Abus dans l’Eglise : un cardinal tire les leçons de l’histoire

Source: FSSPX Actualités

Cardinal Walter Brandmüller.

L’état moral du clergé est critique, et la situation est « comparable à celle des XIe et XIIe siècle, explique dans le numéro de novembre 2018 du mensuel allemand Vatican Magazin, le cardinal Walter Brandmüller, historien réputé et co-signataire en 2016 des Dubia en réponse à Amoris Laetitia. 

Ce constat ne fait aucun doute pour le cardinal lorsqu’il voit l’Eglise d’aujourd’hui « ébranlée jusque dans ses fondations », par la révélation des cas d’abus sexuels et d’homosexualité qui apparaissent « de façon presque épidémique au sein du clergé et jusque dans la hiérarchie ». 

Pour expliquer cette décadence, il faut se tourner vers les siècles passés lorsque la papauté elle-même était devenue une telle source de richesses que « l’on combattait et l’on marchandait pour se l’approprier », explique Mgr Brandmüller. 

Il s’ensuit que des personnes « moralement dissolues, davantage attachées au patrimoine qu’au soin des âmes » et fort peu enclines à mener une vie vertueuse et chaste « ont pris la place des pasteurs », déplore le cardinal. 

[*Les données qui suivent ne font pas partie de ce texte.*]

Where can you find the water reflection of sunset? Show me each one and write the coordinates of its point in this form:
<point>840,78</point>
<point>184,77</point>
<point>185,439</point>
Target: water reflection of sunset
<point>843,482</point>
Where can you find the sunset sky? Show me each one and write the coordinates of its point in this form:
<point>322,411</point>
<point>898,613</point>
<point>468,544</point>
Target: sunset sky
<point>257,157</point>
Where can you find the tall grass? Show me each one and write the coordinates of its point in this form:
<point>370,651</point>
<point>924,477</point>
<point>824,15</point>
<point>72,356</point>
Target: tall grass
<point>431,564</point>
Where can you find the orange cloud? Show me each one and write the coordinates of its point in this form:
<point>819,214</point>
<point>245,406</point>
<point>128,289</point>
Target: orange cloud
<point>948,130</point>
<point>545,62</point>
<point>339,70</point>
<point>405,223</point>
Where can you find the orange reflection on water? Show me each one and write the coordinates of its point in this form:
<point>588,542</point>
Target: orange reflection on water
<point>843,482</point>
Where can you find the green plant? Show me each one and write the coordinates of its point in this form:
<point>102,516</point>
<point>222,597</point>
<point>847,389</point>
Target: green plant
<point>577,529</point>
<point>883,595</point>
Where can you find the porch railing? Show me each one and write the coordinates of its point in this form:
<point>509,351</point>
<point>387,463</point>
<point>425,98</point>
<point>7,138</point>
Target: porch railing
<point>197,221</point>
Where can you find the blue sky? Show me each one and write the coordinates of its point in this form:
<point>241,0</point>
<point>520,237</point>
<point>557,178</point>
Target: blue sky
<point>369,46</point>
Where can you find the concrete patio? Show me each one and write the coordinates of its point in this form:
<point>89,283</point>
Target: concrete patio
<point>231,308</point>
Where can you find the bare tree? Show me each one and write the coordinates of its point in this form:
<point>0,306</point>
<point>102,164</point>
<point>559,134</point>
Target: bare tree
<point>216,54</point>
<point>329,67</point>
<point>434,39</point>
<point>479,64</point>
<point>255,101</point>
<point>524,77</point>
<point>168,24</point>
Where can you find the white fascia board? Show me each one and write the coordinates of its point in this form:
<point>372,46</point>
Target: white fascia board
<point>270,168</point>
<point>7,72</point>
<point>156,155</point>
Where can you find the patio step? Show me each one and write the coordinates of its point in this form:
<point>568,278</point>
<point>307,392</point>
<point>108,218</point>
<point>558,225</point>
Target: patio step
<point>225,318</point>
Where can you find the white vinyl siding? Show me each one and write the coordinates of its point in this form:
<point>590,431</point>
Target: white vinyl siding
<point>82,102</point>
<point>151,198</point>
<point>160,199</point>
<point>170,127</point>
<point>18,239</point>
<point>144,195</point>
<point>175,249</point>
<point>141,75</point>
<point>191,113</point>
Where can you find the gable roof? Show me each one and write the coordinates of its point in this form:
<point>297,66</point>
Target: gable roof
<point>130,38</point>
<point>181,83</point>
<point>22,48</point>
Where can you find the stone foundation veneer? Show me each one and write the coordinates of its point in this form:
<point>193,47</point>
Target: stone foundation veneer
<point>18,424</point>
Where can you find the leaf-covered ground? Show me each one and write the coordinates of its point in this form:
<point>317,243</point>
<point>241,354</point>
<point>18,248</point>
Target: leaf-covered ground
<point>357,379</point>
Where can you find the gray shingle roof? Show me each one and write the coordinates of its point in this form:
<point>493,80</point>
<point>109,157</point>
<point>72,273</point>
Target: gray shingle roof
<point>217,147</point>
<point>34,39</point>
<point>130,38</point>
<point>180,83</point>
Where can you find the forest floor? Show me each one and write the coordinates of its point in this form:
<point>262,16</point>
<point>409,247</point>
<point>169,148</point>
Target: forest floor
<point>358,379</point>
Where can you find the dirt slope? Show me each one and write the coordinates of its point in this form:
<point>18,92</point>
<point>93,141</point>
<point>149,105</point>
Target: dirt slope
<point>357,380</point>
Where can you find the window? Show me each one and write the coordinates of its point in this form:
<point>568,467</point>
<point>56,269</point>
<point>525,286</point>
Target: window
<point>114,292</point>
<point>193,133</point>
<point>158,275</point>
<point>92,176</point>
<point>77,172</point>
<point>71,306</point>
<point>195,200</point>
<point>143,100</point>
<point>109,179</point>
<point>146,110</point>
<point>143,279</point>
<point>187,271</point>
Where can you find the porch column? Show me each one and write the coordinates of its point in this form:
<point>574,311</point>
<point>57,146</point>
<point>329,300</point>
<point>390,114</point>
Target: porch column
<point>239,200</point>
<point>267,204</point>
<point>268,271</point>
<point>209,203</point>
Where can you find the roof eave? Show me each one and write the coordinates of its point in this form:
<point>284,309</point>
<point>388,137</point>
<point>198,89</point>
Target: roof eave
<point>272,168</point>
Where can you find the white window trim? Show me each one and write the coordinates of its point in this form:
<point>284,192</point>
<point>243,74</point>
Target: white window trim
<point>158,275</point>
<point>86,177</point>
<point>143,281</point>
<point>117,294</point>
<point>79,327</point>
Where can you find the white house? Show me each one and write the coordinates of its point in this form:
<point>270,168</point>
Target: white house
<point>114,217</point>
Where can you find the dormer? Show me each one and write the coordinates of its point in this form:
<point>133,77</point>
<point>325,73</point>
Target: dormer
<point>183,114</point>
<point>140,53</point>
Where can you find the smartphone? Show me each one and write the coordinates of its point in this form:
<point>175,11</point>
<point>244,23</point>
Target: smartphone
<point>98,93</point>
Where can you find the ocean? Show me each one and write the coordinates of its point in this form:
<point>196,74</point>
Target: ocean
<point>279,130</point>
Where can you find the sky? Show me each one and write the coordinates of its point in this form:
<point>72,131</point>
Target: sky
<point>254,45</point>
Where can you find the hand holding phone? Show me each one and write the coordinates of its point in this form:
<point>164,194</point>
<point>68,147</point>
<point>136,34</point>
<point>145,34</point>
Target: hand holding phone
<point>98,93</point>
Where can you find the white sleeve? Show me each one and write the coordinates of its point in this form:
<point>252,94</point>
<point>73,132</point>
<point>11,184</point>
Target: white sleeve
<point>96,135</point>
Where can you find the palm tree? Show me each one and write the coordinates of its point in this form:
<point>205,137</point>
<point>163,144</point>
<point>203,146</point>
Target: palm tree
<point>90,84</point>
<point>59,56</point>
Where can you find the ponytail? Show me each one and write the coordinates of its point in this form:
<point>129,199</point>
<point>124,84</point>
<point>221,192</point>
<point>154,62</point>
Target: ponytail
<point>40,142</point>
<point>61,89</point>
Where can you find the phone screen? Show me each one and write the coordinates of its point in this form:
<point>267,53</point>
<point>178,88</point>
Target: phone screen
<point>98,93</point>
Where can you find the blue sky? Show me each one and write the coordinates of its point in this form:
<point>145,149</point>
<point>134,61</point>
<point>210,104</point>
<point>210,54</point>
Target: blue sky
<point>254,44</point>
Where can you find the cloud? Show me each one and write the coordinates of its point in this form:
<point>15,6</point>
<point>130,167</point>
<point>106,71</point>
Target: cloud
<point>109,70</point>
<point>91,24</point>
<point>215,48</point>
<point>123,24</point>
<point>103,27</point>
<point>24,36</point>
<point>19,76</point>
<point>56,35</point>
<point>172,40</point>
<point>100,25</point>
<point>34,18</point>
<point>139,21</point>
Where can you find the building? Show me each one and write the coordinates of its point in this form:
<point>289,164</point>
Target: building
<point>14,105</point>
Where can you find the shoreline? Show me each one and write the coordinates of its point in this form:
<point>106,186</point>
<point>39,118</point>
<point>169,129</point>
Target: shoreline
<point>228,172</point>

Mutatis mutandis, la situation actuelle présente de sérieuses analogies avec le passé, sauf qu’aujourd’hui, estime le cardinal, Rome a trop tardé à réagir. L’autorité suprême a en particulier laisser publier et enseigner dans les universités pontificales des auteurs sulfureux ou carrément hérétiques. 

Des causes de la décadence 

Sans doute, nuance-t-il, « certains livres sur la morale sexuelle ont été condamnés » et, même, « la licence d'enseignement de deux professeurs a été révoquée, en 1972 et 1986 ». « Mais, poursuivit le cardinal, « des hérétiques vraiment importants, comme le jésuite Josef Fuchs, qui a enseigné de 1954 à 1982 à l'Université pontificale grégorienne, et Bernhard Häring, qui a enseigné à l'Institut rédemptoriste de Rome, ainsi que le moraliste très influent de Bonn, Franz Böckle, ou de Tübingen, Alfons Auer, ont pu répandre sans entrave le germe de l'erreur, à la face de Rome et des évêques. Avec le recul, l’attitude de la Congrégation pour la doctrine de la foi en la matière est tout bonnement incompréhensible. On a vu venir le loup et on s’est contenté de le regarder pendant qu’il déchirait le troupeau », explique le cardinal Breandmüller. 

Le cardinal en est persuadé, si un sursaut est encore possible, il doit venir de celui qui a reçu le pouvoir des clefs : « plus les fidèles se sentiront soutenus par la volonté active de la hiérarchie, du pape jusqu’en bas, de renouveler et de raviver l’Eglise, plus un véritable nettoyage aura des chances d’aboutir », estime-t-il. 

Ajoutons que la décadence morale n’est pas le seul fait de l’influence - réelle - de ce monde pour lequel le Seigneur n’a pas prié parce que Satan en est le prince. Elle résulte aussi de la déformation des esprits, du mariage impossible entre le vrai et le faux, le bien et le mal. Elle est la conséquence du laxisme en moral, de l’insuffisance du catéchisme moderne et d’une prédication anémiée. Le peuple chrétien a fini par perdre le sens du beau, du vrai et du bien, et donc l’horreur du péché, du vice et de l’erreur. A l’origine de cet état de fait il faut bien remonter à la crise de la foi dans l’Eglise, depuis au moins cinquante ans. Les réformes engagées au nom du concile Vatican II n’y sont pas étrangères, loin s’en faut.